Let's go over it in more detail... Notice the terms 'Footwall Block' and 'Hanging
wall Block'.
These are old mining terms for the two sides of the fault (where the rocks have moved
relative to each other):
 The side a miner could walk down (put his feet on) was called the 'Footwall Block'
 The side a miner could hang his lantern on was called the 'Hanging Wall Block'
 The Footwall and Hanging Wall Blocks are separated by the Fault Plane
The Fault Plane can be thought of as the plane in which the rocks slide past one another in
opposite directions Movement arrows are placed around the fault plane in order to indicate
relative movement of the fault blocks.
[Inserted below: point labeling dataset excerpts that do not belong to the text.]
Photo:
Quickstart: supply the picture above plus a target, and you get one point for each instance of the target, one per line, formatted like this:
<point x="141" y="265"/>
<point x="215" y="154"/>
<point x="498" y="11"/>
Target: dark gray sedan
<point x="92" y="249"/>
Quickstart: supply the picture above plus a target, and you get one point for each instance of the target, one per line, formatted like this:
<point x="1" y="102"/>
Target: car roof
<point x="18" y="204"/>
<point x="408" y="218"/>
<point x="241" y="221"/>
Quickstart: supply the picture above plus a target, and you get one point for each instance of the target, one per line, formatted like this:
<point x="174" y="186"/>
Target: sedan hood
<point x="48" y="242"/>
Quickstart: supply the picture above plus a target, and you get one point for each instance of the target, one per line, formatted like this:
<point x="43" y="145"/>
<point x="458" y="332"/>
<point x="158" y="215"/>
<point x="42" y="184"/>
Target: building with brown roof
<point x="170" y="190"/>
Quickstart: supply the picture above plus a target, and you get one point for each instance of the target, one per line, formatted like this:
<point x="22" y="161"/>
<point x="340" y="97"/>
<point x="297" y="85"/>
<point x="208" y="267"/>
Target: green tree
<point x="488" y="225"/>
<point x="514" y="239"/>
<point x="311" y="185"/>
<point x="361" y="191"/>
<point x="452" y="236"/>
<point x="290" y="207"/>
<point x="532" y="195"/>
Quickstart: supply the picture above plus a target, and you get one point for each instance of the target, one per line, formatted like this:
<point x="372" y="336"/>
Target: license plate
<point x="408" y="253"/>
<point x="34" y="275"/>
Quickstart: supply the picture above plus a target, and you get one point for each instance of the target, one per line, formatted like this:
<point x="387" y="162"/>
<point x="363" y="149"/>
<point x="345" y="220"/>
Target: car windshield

There are 2 kinds of dip-slip faults: Normal and
Reverse Dip-Slip Faults...

In Normal Faults, the Footwall Block moves UP relative to the Hanging Wall Block
An easy acronym is F.U.N. -Footwall Up = Normal
These form from tensional ("pulling apart") stress

In Reverse Faults, the Footwall Block moves DOWN relative to the Hanging Wall
Block
An easy acronym is F.D.R. -Footwall Down = Reverse These form from
compressional ("pushing together") stress
Another important observation regarding Dip-Slip faults is that they move older rocks
next to younger rocks.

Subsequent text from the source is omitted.